From: Maarten Lankhorst <maarten.lankhorst@linux.intel.com>
To: "Thomas Hellström" <thomas.hellstrom@linux.intel.com>,
igt-dev@lists.freedesktop.org
Subject: Re: [igt-dev] [PATCH i-g-t] tests/xe: Add a test for corner cases of eviction.
Date: Wed, 31 May 2023 20:18:40 +0200 [thread overview]
Message-ID: <5f4f3f11-ff4b-c52e-7aa2-72cb670c2cf0@linux.intel.com> (raw)

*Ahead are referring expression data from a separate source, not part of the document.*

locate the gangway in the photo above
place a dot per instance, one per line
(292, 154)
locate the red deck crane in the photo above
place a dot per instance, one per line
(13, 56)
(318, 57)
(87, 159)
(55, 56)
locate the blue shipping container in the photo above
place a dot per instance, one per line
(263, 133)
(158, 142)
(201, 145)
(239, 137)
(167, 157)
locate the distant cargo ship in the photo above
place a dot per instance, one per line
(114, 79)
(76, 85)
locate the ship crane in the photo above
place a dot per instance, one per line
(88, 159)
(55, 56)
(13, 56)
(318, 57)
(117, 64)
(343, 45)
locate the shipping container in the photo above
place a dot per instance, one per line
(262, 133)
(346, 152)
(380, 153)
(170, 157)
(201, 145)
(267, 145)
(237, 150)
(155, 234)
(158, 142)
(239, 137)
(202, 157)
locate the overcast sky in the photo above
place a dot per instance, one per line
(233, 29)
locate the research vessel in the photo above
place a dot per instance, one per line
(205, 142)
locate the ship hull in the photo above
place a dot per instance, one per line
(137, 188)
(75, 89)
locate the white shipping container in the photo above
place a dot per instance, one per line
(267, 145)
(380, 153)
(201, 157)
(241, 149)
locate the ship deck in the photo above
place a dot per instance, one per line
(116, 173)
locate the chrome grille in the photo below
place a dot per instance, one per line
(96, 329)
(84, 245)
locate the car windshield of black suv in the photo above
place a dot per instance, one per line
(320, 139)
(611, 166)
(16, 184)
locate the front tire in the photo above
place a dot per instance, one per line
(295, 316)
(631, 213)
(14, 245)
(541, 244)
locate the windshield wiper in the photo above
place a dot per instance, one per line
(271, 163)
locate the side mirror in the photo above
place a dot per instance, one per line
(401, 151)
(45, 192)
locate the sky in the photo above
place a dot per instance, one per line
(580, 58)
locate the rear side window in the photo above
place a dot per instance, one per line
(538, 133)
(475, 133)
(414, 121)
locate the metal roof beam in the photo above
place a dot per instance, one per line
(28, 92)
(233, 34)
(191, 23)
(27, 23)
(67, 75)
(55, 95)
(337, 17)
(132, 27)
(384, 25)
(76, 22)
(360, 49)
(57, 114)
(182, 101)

In-Reply-To: <a7fe2cd8-9f80-04e1-c23e-cdbada545931@linux.intel.com>
On 2023-05-31 11:53, Thomas Hellström wrote:
> Hi,
>
>
> On 5/30/23 16:55, Maarten Lankhorst wrote:
>> Cc
>>
>> On 2023-05-29 14:48, Maarten Lankhorst wrote:
>>> Gitlab issues 194 and 239 show some corner cases. In particular,
>>> signal handling, pt eviction and losing track of external objects
>>> on the list.
>>>
>>> The patch series to fix those was sent as
>>> https://patchwork.freedesktop.org/series/118428/
>>>
>>> But because it's tricky to reproduce those issues, I had to add some
>>> custom igt's to handle those.
>>>
>>> Signed-off-by: Maarten Lankhorst <maarten.lankhorst@linux.intel.com>
>
> Looks good overall, but It would be great with some more documentation so that if a test fails, it's easier to understand what is failing, see below.
>
>>> ---
>>> tests/meson.build | 1 +
>>> tests/xe/xe_evicted.c | 313 ++++++++++++++++++++++++++++++++++++++++++
>>> 2 files changed, 314 insertions(+)
>>> create mode 100644 tests/xe/xe_evicted.c
>>>
>>> diff --git a/tests/meson.build b/tests/meson.build
>>> index 6551194fe..166937b6c 100644
>>> --- a/tests/meson.build
>>> +++ b/tests/meson.build
>>> @@ -248,6 +248,7 @@ xe_progs = [
>>> 'xe_dma_buf_sync',
>>> 'xe_debugfs',
>>> 'xe_evict',
>>> + 'xe_evicted',
>>> 'xe_exec_balancer',
>>> 'xe_exec_basic',
>>> 'xe_exec_compute_mode',
>>> diff --git a/tests/xe/xe_evicted.c b/tests/xe/xe_evicted.c
>>> new file mode 100644
>>> index 000000000..3f5e6a82c
>>> --- /dev/null
>>> +++ b/tests/xe/xe_evicted.c
>>> @@ -0,0 +1,313 @@
>>> +// SPDX-License-Identifier: MIT
>>> +/*
>>> + * Copyright © 2023 Intel Corporation
>>> + */
>>> +
>>> +/**
>>> + * TEST: Test various eviction and ENOMEM corner cases.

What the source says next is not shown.